YOUR SOLIN GENERATED RECIPE
Seared Salmon with Creamy Lentil Pilaf and Steamed Broccoli
Pan-seared salmon served over a velvety lentil and brown rice pilaf with tender steamed broccoli, finished with a squeeze of bright lemon.
INGREDIENTS
5 oz Salmon Fillet
1/2 cup Cooked Brown Lentils
0.4 cup Cooked Brown Rice
1.5 cups Broccoli Florets
2 tbsp Non-fat Greek Yogurt
3/4 tbsp Extra Virgin Olive Oil
1 clove Garlic
1 tbsp Lemon Juice
PREPARATION
Season the salmon fillet with a pinch of sea salt and black pepper.
Heat half of the olive oil in a non-stick skillet over medium-high heat.
Place the salmon skin-side down and sear for 4-5 minutes until the skin is crisp, then flip and cook for another 3-4 minutes until opaque.
Steam the broccoli florets in a steamer basket over boiling water for 5 minutes until tender-crisp.
In a separate small pan, sauté the minced garlic in the remaining olive oil until fragrant.

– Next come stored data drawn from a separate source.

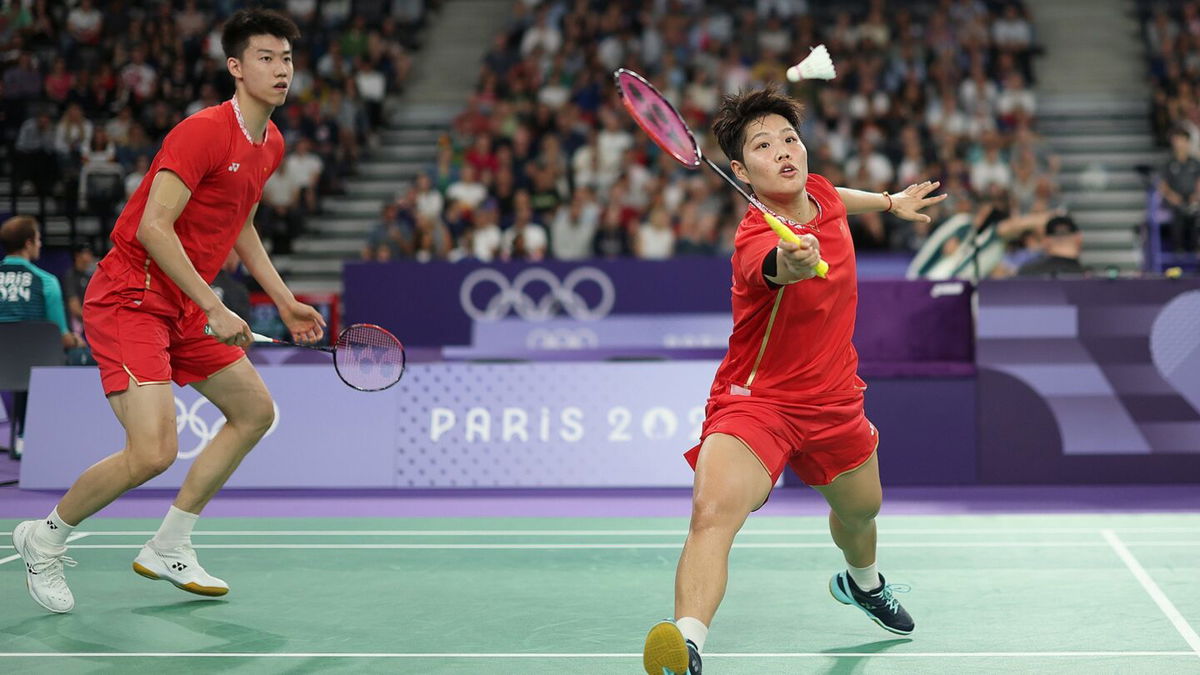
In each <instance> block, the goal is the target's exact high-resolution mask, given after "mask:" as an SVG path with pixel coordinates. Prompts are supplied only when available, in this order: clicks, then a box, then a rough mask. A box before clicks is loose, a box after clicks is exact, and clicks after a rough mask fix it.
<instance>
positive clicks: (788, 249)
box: [779, 234, 821, 279]
mask: <svg viewBox="0 0 1200 675" xmlns="http://www.w3.org/2000/svg"><path fill="white" fill-rule="evenodd" d="M799 237H800V240H799V243H793V241H784V240H780V243H779V251H780V252H781V253H782V256H781V258H782V259H784V264H786V265H787V270H788V271H791V273H792V275H793V276H797V277H799V279H811V277H814V276H816V274H817V273H816V267H817V263H820V262H821V243H820V241H817V238H816V237H814V235H811V234H800V235H799Z"/></svg>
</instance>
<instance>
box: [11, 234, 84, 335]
mask: <svg viewBox="0 0 1200 675" xmlns="http://www.w3.org/2000/svg"><path fill="white" fill-rule="evenodd" d="M0 244H2V245H4V250H5V252H6V256H5V258H4V261H0V323H6V322H17V321H49V322H53V323H54V324H56V325H58V327H59V330H60V333H61V334H62V347H64V348H66V350H70V348H74V347H80V346H83V341H82V340H80V339H79V337H78V336H77V335H76V334H74V333H72V331H71V328H70V327H68V325H67V318H66V313H65V311H64V306H65V305H64V304H62V287H61V286H60V285H59V280H58V279H55V277H54V275H53V274H50V273H48V271H46V270H43V269H41V268H40V267H37V265H35V264H34V261H36V259H37V258H38V257H41V253H42V234H41V232H40V231H38V227H37V221H36V220H34V219H32V217H30V216H13V217H11V219H8V220H6V221H5V222H4V225H0Z"/></svg>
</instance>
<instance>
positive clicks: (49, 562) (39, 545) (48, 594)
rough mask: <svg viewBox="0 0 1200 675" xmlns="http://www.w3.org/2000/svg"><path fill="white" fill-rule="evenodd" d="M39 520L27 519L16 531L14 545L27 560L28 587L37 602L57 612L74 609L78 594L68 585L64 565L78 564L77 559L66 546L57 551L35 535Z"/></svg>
mask: <svg viewBox="0 0 1200 675" xmlns="http://www.w3.org/2000/svg"><path fill="white" fill-rule="evenodd" d="M37 522H38V521H36V520H26V521H24V522H20V524H18V525H17V528H16V530H13V531H12V545H13V548H14V549H17V555H19V556H20V558H22V560H23V561H25V587H26V589H29V595H30V596H31V597H32V598H34V602H36V603H37V604H40V605H42V607H44V608H46V609H48V610H50V611H53V613H55V614H62V613H66V611H71V610H72V609H74V596H73V595H71V589H70V587H67V578H66V574H64V573H62V566H67V567H74V566H76V562H74V561H73V560H71V558H70V557H67V556H66V552H67V549H66V546H60V548H59V550H58V551H54V550H53V549H52V548H49V546H47V545H44V544H42V543H41V542H38V540H37V539H36V538H35V537H34V528H35V527H37Z"/></svg>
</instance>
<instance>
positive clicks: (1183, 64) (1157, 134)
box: [1142, 1, 1200, 253]
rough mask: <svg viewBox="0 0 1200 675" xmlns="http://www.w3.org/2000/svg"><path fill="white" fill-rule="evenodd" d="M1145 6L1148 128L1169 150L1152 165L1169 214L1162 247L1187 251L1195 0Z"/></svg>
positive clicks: (1189, 174)
mask: <svg viewBox="0 0 1200 675" xmlns="http://www.w3.org/2000/svg"><path fill="white" fill-rule="evenodd" d="M1144 10H1146V11H1145V12H1144V14H1142V16H1144V29H1145V34H1144V35H1145V41H1146V52H1147V54H1148V55H1150V76H1151V83H1152V88H1153V92H1152V96H1153V109H1152V123H1153V130H1154V135H1156V137H1157V141H1158V143H1159V145H1166V147H1169V149H1170V159H1169V160H1168V161H1166V163H1165V165H1164V166H1162V167H1156V168H1158V169H1159V171H1158V180H1157V183H1156V187H1157V190H1158V193H1159V196H1160V197H1162V201H1163V202H1164V205H1165V208H1166V211H1168V213H1169V214H1170V215H1169V219H1170V221H1169V222H1168V223H1166V228H1165V232H1164V238H1163V239H1164V241H1165V244H1166V246H1165V247H1168V249H1170V250H1172V251H1175V252H1177V253H1183V252H1189V253H1190V252H1194V251H1196V244H1198V239H1200V101H1198V98H1196V91H1198V90H1196V86H1198V84H1200V2H1196V1H1187V2H1177V1H1176V2H1170V4H1156V5H1153V7H1152V8H1151V7H1144ZM1152 217H1153V216H1152Z"/></svg>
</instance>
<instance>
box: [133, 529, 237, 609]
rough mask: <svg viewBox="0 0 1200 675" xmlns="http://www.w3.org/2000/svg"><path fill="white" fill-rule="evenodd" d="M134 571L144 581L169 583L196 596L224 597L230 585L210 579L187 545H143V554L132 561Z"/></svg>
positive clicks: (216, 580) (218, 579) (227, 591)
mask: <svg viewBox="0 0 1200 675" xmlns="http://www.w3.org/2000/svg"><path fill="white" fill-rule="evenodd" d="M133 572H137V573H138V574H140V575H143V577H145V578H146V579H161V580H163V581H170V583H172V584H174V585H175V586H176V587H179V589H181V590H184V591H187V592H188V593H196V595H198V596H209V597H216V596H223V595H226V593H228V592H229V584H226V583H224V581H222V580H221V579H217V578H216V577H212V575H211V574H209V573H208V572H204V568H203V567H200V563H199V561H197V560H196V550H193V549H192V546H190V545H182V546H175V548H173V549H166V550H162V549H160V548H157V546H155V545H154V543H152V542H146V545H144V546H142V552H139V554H138V557H136V558H134V560H133Z"/></svg>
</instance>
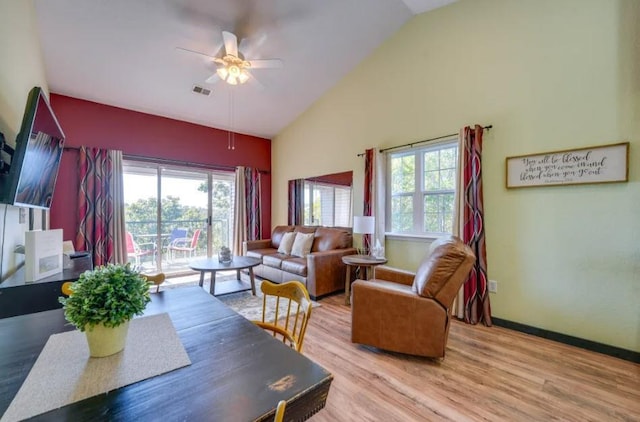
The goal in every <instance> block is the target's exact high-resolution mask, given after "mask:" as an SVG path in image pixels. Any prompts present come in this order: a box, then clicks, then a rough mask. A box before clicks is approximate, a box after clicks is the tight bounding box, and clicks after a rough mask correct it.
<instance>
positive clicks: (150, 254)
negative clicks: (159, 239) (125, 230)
mask: <svg viewBox="0 0 640 422" xmlns="http://www.w3.org/2000/svg"><path fill="white" fill-rule="evenodd" d="M126 240H127V257H128V259H130V260H131V259H133V260H135V264H136V266H138V267H139V266H140V258H141V257H143V256H147V255H151V256H153V255H155V243H145V244H143V245H142V246H149V245H150V246H152V248H151V249H149V248H144V249H143V248H141V245H138V243H137V242H136V241H135V240H133V235H132V234H131V232H127V233H126Z"/></svg>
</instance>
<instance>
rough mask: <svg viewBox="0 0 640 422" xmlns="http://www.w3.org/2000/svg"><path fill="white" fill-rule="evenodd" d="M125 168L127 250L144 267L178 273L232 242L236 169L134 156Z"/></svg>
mask: <svg viewBox="0 0 640 422" xmlns="http://www.w3.org/2000/svg"><path fill="white" fill-rule="evenodd" d="M123 167H124V168H123V170H124V175H123V176H124V199H125V224H126V230H127V231H128V232H129V233H130V235H131V245H130V247H131V251H128V255H129V258H130V259H131V260H134V259H135V263H136V265H137V266H138V267H139V268H140V269H141V270H142V271H145V272H157V271H163V272H165V273H167V274H172V275H173V274H178V273H181V272H184V271H187V270H188V269H189V266H188V261H189V259H191V258H194V257H206V256H211V255H212V254H213V253H214V252H217V251H218V250H219V248H220V247H221V246H228V245H231V244H232V243H233V242H232V240H233V212H234V210H233V200H234V189H235V183H234V174H233V173H232V172H222V171H212V170H207V169H195V168H188V167H180V166H173V165H163V164H159V163H151V162H138V161H133V160H125V161H124V166H123ZM158 198H159V199H158ZM196 233H197V234H196ZM136 250H138V252H136Z"/></svg>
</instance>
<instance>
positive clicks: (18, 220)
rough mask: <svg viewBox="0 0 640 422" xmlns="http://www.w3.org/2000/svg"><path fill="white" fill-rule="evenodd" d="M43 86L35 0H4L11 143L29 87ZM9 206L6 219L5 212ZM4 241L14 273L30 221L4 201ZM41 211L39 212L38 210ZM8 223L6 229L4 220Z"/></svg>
mask: <svg viewBox="0 0 640 422" xmlns="http://www.w3.org/2000/svg"><path fill="white" fill-rule="evenodd" d="M34 86H40V87H42V88H43V89H44V91H45V92H47V93H48V86H47V81H46V78H45V71H44V65H43V62H42V53H41V50H40V40H39V39H38V31H37V28H36V15H35V10H34V7H33V2H32V1H31V0H2V2H0V132H2V133H3V134H4V137H5V139H6V140H7V142H8V143H10V144H12V145H15V139H16V135H17V133H18V132H19V130H20V124H21V123H22V115H23V113H24V108H25V104H26V103H27V96H28V94H29V91H30V90H31V88H33V87H34ZM5 207H6V219H5V218H4V215H5ZM0 215H2V217H3V218H2V219H0V243H1V241H2V237H1V236H2V233H4V251H3V252H4V253H3V254H2V256H1V257H0V259H2V262H3V266H2V274H0V277H2V275H7V274H11V273H12V272H13V271H15V269H16V267H17V266H18V265H19V264H20V263H22V262H23V261H24V256H23V255H18V254H15V253H13V249H14V248H15V246H16V245H18V244H24V232H25V230H26V229H27V224H26V223H24V224H20V223H19V220H18V208H16V207H13V206H5V205H0ZM38 215H39V212H38ZM5 221H6V227H4V230H3V225H4V224H3V223H4V222H5Z"/></svg>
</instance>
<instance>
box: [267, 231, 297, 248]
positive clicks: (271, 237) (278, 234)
mask: <svg viewBox="0 0 640 422" xmlns="http://www.w3.org/2000/svg"><path fill="white" fill-rule="evenodd" d="M294 228H295V226H275V227H274V228H273V232H272V233H271V246H272V247H273V248H274V249H278V247H280V241H281V240H282V236H284V234H285V233H289V232H292V231H293V229H294Z"/></svg>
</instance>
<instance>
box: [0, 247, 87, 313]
mask: <svg viewBox="0 0 640 422" xmlns="http://www.w3.org/2000/svg"><path fill="white" fill-rule="evenodd" d="M91 269H93V261H92V259H91V255H86V256H83V257H79V258H74V259H72V260H71V267H70V268H68V269H65V270H63V271H62V272H60V273H58V274H54V275H52V276H49V277H46V278H43V279H40V280H36V281H31V280H25V269H24V266H23V267H21V268H20V269H18V271H16V272H15V274H13V275H12V276H11V277H8V278H7V279H6V280H4V281H3V282H2V283H0V319H2V318H9V317H12V316H16V315H24V314H31V313H34V312H42V311H48V310H51V309H57V308H61V307H62V305H61V304H60V303H59V302H58V297H60V296H62V283H64V282H65V281H76V280H78V278H79V277H80V274H82V273H83V272H85V271H87V270H91Z"/></svg>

Stir the cooked lentils and brown rice into the garlic oil, tossing until heated through.
Remove the lentil and rice mixture from the heat and fold in the Greek yogurt and lemon juice until the texture is creamy.
Plate the salmon over the creamy pilaf and serve with the steamed broccoli on the side.